Em nota divulgada na quinta-feira (11), assinada pela Comissão de Mulheres Jornalistas e pela Comissão Nacional de Jornalistas pela Igualdade Social (Conajira), a Fenaj destacou como um dos casos mais graves o da jornalista Karine Alves, da TV Globo.

Notícias relacionadas:

Segundo relato compartilhado pela profissional, ela foi retirada da fila regular da imigração durante o ingresso nos EUA, tratada de forma ríspida por agentes e submetida à revista do cabelo. Karine diz que o procedimento teria sido direcionado apenas a pessoas negras que chegavam ao país.

Para a Fenaj, o episódio representa um tratamento racista e xenófobo e se soma a outros relatos envolvendo profissionais de imprensa e torcedores que acompanham a competição.
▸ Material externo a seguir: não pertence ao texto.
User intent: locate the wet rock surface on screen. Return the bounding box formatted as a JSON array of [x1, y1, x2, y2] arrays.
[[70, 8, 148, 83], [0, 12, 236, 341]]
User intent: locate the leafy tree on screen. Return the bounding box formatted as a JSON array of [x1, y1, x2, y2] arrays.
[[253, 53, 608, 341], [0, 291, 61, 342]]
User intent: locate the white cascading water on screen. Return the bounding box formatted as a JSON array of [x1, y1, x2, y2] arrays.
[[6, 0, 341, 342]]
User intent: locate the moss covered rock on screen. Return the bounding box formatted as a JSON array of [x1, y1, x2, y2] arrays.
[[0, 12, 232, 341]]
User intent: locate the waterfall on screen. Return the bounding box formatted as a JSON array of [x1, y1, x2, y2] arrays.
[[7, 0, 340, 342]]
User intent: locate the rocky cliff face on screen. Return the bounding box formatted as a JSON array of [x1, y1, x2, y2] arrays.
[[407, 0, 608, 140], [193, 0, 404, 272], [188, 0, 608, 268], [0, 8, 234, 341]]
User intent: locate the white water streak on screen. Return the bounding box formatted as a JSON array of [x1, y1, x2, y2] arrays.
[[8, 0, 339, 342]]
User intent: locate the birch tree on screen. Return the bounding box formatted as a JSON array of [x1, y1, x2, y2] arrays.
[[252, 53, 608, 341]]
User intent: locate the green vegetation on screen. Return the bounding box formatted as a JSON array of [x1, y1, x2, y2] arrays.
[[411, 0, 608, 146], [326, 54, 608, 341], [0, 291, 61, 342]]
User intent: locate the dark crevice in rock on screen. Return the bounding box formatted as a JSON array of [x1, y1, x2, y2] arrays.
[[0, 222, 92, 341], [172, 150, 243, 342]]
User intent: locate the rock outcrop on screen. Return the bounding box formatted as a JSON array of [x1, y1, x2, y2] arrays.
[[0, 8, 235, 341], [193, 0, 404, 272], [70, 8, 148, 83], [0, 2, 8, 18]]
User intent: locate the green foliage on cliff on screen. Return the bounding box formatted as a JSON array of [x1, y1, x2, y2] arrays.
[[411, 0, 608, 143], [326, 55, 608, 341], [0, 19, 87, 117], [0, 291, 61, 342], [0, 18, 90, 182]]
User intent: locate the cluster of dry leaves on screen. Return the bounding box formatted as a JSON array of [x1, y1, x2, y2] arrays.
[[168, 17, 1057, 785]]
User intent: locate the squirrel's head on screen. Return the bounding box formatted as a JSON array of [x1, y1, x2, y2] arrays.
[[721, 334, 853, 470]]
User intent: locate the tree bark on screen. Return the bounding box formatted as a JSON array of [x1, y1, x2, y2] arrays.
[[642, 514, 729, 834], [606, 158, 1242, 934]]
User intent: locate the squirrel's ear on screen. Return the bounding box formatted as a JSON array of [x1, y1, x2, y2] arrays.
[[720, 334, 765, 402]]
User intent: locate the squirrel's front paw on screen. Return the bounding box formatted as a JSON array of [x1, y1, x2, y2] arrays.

A entidade também citou o caso do árbitro somali Omar Abdulkadir Artan, que foi impedido de ingressar nos EUA para participar do torneio.

Além dos episódios ocorridos nos postos de imigração, jornalistas relataram obstáculos impostos ao trabalho de cobertura esportiva, o que inclui restrições de circulação em espaços utilizados pelas seleções durante os treinamentos.

Diante desse cenário, a Fenaj informou que defenderá, no âmbito da Federação Internacional de Jornalistas (FIJ), o encaminhamento de um documento à Federação Internacional de Futebol (Fifa), para que a entidade assegure condições adequadas de trabalho aos profissionais credenciados para trabalhar durante as competições.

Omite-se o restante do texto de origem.